As for the market being limited to early adopters, perhaps AGL Energy should check their NSW customer base, and see what people are thinking when their gross feed-in tariffs run out in 2016.

The future?

As described by England:

“We see a future where AGL provides consumers with a home energy ecosystem, providing them with the smarts and insight, to have choice, flexibility and control, at as low a cost as possible – and if they still want grid power they will get it at competitive prices, too.

“We are investing in growing our solar business, as well as developing new capabilities that will help us to compete in the future. AGL plans to deliver more “in home” energy services, including those enabled by digital meters and energy storage. This will form part of AGL’s transition from a vertically integrated energy supplier to an integrated energy solutions provider.”

It aims to have 700,000 digital meters in South Australia, NSW and Queensland that will help incorporate solar, efficiency and storage.

“Over the medium-term our goal is clear – Establish a distributed energy presence in 1 million homes and businesses by 2020. We won’t do this alone and recognise we will need strong strategic partnerships, some local and some global, where strategic visions are aligned to our own.
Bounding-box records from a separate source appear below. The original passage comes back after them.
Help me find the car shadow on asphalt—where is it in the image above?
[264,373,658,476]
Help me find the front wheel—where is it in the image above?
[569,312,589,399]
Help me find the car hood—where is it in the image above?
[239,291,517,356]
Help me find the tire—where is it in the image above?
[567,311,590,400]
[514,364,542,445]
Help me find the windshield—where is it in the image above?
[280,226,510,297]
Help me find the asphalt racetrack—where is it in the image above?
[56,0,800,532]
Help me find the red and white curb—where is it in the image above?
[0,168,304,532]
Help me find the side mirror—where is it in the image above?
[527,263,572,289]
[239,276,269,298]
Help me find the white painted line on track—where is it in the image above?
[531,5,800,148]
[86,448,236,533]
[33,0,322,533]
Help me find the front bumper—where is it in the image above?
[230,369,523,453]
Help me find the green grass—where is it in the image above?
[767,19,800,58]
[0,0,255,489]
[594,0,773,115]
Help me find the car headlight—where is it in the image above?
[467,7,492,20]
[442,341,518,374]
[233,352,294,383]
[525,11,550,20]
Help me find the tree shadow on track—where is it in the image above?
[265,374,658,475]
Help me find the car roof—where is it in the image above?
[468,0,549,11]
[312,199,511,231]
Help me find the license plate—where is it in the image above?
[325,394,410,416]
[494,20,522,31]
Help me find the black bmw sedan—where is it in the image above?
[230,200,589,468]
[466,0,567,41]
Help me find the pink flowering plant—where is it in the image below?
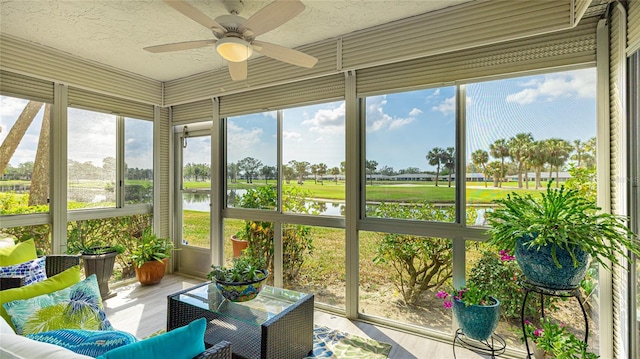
[436,282,495,308]
[524,318,599,359]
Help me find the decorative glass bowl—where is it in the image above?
[214,270,269,302]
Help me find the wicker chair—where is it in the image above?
[0,254,80,290]
[193,340,231,359]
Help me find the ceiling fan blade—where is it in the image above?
[229,60,247,81]
[164,0,226,34]
[251,41,318,68]
[144,40,216,53]
[240,0,304,37]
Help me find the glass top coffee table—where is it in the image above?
[167,282,313,359]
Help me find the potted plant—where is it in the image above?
[67,226,124,300]
[207,254,269,302]
[486,181,640,290]
[523,318,599,359]
[131,227,174,285]
[437,282,500,341]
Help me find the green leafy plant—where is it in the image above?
[236,186,313,281]
[524,318,599,359]
[486,181,640,268]
[468,248,558,320]
[207,254,268,283]
[131,227,175,268]
[372,203,455,304]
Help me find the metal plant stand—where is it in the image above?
[453,329,507,358]
[520,281,589,358]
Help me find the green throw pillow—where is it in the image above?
[4,274,113,335]
[98,318,207,359]
[0,239,38,267]
[0,266,80,330]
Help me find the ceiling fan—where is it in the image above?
[144,0,318,81]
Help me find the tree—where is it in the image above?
[528,141,549,189]
[260,166,276,183]
[289,160,309,184]
[0,101,48,173]
[29,104,51,206]
[364,160,378,185]
[442,147,456,187]
[316,163,327,185]
[471,150,490,187]
[546,138,573,188]
[282,165,296,184]
[329,167,340,184]
[489,138,509,187]
[238,157,262,183]
[426,147,444,187]
[227,162,239,183]
[507,133,533,188]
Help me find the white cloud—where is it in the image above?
[367,95,422,132]
[302,102,345,134]
[431,96,456,115]
[227,120,263,148]
[282,131,302,142]
[506,70,596,105]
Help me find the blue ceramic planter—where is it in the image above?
[516,238,590,290]
[453,297,500,340]
[214,269,269,302]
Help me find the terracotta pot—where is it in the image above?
[136,258,168,285]
[80,251,118,300]
[231,236,249,258]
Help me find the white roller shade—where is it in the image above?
[69,87,153,120]
[220,74,344,117]
[627,1,640,56]
[171,99,213,125]
[0,71,53,103]
[356,18,597,96]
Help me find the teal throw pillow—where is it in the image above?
[3,274,113,335]
[25,329,138,358]
[0,257,47,285]
[98,318,207,359]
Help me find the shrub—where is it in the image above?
[236,186,313,281]
[467,249,557,320]
[371,202,455,304]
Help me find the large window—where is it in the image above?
[364,87,456,222]
[124,118,153,204]
[226,112,278,210]
[0,96,51,215]
[67,108,117,209]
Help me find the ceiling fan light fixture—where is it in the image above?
[216,37,253,62]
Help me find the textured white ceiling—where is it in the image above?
[0,0,469,81]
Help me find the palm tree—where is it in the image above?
[527,141,549,189]
[442,147,456,187]
[316,163,327,185]
[489,138,509,187]
[425,147,444,187]
[507,133,533,188]
[329,167,340,184]
[471,150,490,187]
[545,138,573,188]
[364,160,378,185]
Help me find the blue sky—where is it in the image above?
[0,69,596,174]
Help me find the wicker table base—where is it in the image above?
[167,282,313,359]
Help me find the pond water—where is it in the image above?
[182,190,345,216]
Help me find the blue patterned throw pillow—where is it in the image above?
[3,274,113,335]
[0,257,47,285]
[25,329,138,358]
“AGL will however be at the forefront of this transition, as consumers move from passive and unconscious consumption to a more empowered and energy literate consumption.”

Our conclusion:

It’s going to be interesting to see how this pans out. It’s great to see the “gentailers” reacting, and so they should, because they are the most exposed. Their generation assets are feeling the pinch from falling demand, and anyone can come and compete with packaging bills and customer service – if they can get their minds around the billing systems.

That’s where the role of the networks comes in: if they can get direct access to customers, then they will have greater capacity to make battery storage interesting and viable. As the head of one network operator said earlier this year, he would rather be in the network business than the current gentailer model. Which – along with tariff design – is why regulators will have such a say in the outcome of this particular energy (r)evolution.